Logo
8 MART DÜNYA KADINLAR GÜNÜ BASIN AÇIKLAMASI
8 MART DÜNYA KADINLAR GÜNÜ BASIN AÇIKLAMASI

8 Mart; kadınların eşit işe eşit ücret, günde sekiz saat çalışma ve doğum izni talepleriyle 1857 yılında başlattıkları eşitlik mücadelesinde, hakları uğruna can verdiği gündür.

Günümüzde 8 Mart’lar, kadın sorunlarına çözüm önerilerinin, kadınlara karşı her türlü ayrımcılığın kaldırılması ve kadına yönelik şiddete son verilmesi istemlerinin bir kez daha dile getirildiği; Birleşmiş Milletler tarafından tanımlanmış uluslararası bir gündür.

Ne yazık ki son zamanlarda ülkemizde ve dünyada ‘kadın’ kelimesi hiç yan yana gelmemesi gereken bir kelime ile çokça anılmaya başladı: ’ŞİDDET’. Öyle ki bu tamlama Uluslar Arası metinlerde de yerini buldu.BM Kadınlara Yönelik Şiddetin Önlenmesi Bildirgesi’nde ve Avrupa Konseyi İstanbul Sözleşmesi’nde kadına yönelik şiddet ;“kamusal veya özel yaşamda kadınlara fiziksel, cinsel veya psikolojik acı, ıstırap veren ya da verebilecek olan cinsiyete dayanan bir eylem, tehdit, zorlama, keyfi olarak özgürlükten, ekonomik gereksinimlerden yoksun bırakma” olarak tanımlanıyor.İstanbul Sözleşmesi’nin önsözünde, “kadınlara yönelik şiddetin, erkekler ve kadınlar arasındaki eşitlikçi olmayan güç ilişkilerinin dışa vurumu olduğu, kadınlara karşı ayrımcılık yapılmasına yol açtığı ve kadınların ilerlemelerinin önünde engel olduğu, bu nedenle şiddeti önlemenin bir devlet politikası olması gerektiği vurgulanıyor. Günümüzde, kadına yönelik şiddet olgusu, sadece bir kadın sorunu olarak değil, toplumsal bir sorun olarak çok yönlü olarak gündeme alınmakta ve çözüm üretmek için sosyoekonomik koşullar, politik gelişmeler ve kültürel etkenlerle birlikte değerlendirilmektedir.

Kadınlar, Dünya nüfusunun % 50 sini, yeryüzündeki toplam işgücünün üçte ikisini oluşturur. Ancak kadınlar dünya gelirinin % 10 unun almakta ve dünyanın tüm mal varlığının %1 ine sahip bulunmaktadır. Yaşamın bütün alanlarında çalışma alanında, istihdamda, karar alma mekanizmalarında, politikada kadınlar nüfus oranında temsil edilmemektedir.
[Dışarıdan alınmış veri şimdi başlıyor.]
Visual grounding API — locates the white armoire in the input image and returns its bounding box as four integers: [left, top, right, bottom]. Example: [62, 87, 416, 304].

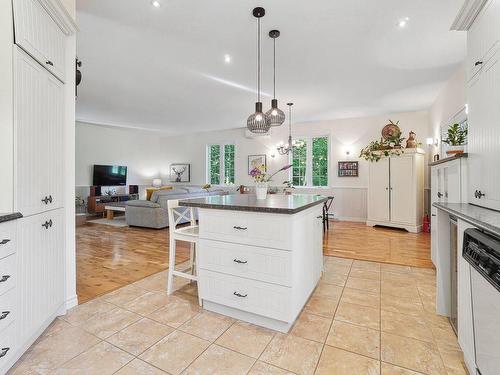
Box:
[0, 0, 76, 374]
[366, 149, 424, 233]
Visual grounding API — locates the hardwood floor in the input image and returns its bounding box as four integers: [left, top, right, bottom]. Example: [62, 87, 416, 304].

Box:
[323, 221, 434, 268]
[76, 221, 433, 303]
[76, 223, 189, 303]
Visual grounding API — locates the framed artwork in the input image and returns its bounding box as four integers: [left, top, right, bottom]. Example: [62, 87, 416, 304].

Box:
[170, 163, 191, 182]
[248, 155, 267, 175]
[338, 161, 359, 177]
Bugün yeryüzünde her üç kadından biri şiddetin değişik biçimlerine, ekonomik, sosyal, psikolojik, fiziksel şiddet ve tacizlere maruz kalmaya devam etmektedir. Kadına yönelik ayrımcılık ve bunun uzantısı şiddet bir insan hakları ihlalidir, münferit değil, sistematiktir. Bu nedenle, engellenmesi de ancak sistemli ve etkin bir mücadele ile gerçekleşebilir.
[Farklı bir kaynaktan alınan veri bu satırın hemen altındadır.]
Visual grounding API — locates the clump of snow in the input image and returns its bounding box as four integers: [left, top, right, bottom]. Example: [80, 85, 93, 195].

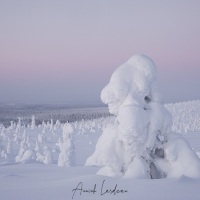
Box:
[86, 55, 200, 178]
[58, 123, 75, 166]
[164, 134, 200, 178]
Hangi yasayı getirirsek getirelim ailede ve toplumdaki temel yetiştirilme sorunları aşılmadan, temel eğitimde, hatta okul öncesinde bu yönde eğitim metodlarıyla dersler verilmeden, toplumsal cinsiyet eşitliği sağlanmadan yasaların bir anlamı kalmamakta, her gün çığ gibi büyüyen kadına yönelik salt şiddet, öldürme fiillerinin önüne geçilememektedir. Bu nedenle Kadının güçlenmesi, ailede ve toplumda ‘birey’ olarak dikkate alınması, toplumda zihniyet değişikliğinin sağlanmasına yönelik eğitimin her kademesinde toplumsal cinsiyet eşitliği verilmesiyle şiddetin önlenmesinde önemli gelişme mümkün olacaktır.

İnsan Hakları Evrensel Bildirgesi ve uluslararası sözleşmelerle güvence altına alınmış bulunan kadının insan haklarını tanımak ve geliştirmek ve kadına yönelik şiddeti önlemek; uluslar arası kuruluşların, siyasi iktidarların ve devletlerin olduğu kadar, medyanın, toplumun sivil toplum kuruluşlarının ve hepimizin sorumluluğundadır.

Bu duygu ve düşüncelerle; birlik, dayanışma ve mücadele günü olan 8 Mart’ ta; bütün dünya ve ülkemiz kadınlarının Dünya Kadınlar Gününü kutluyoruz.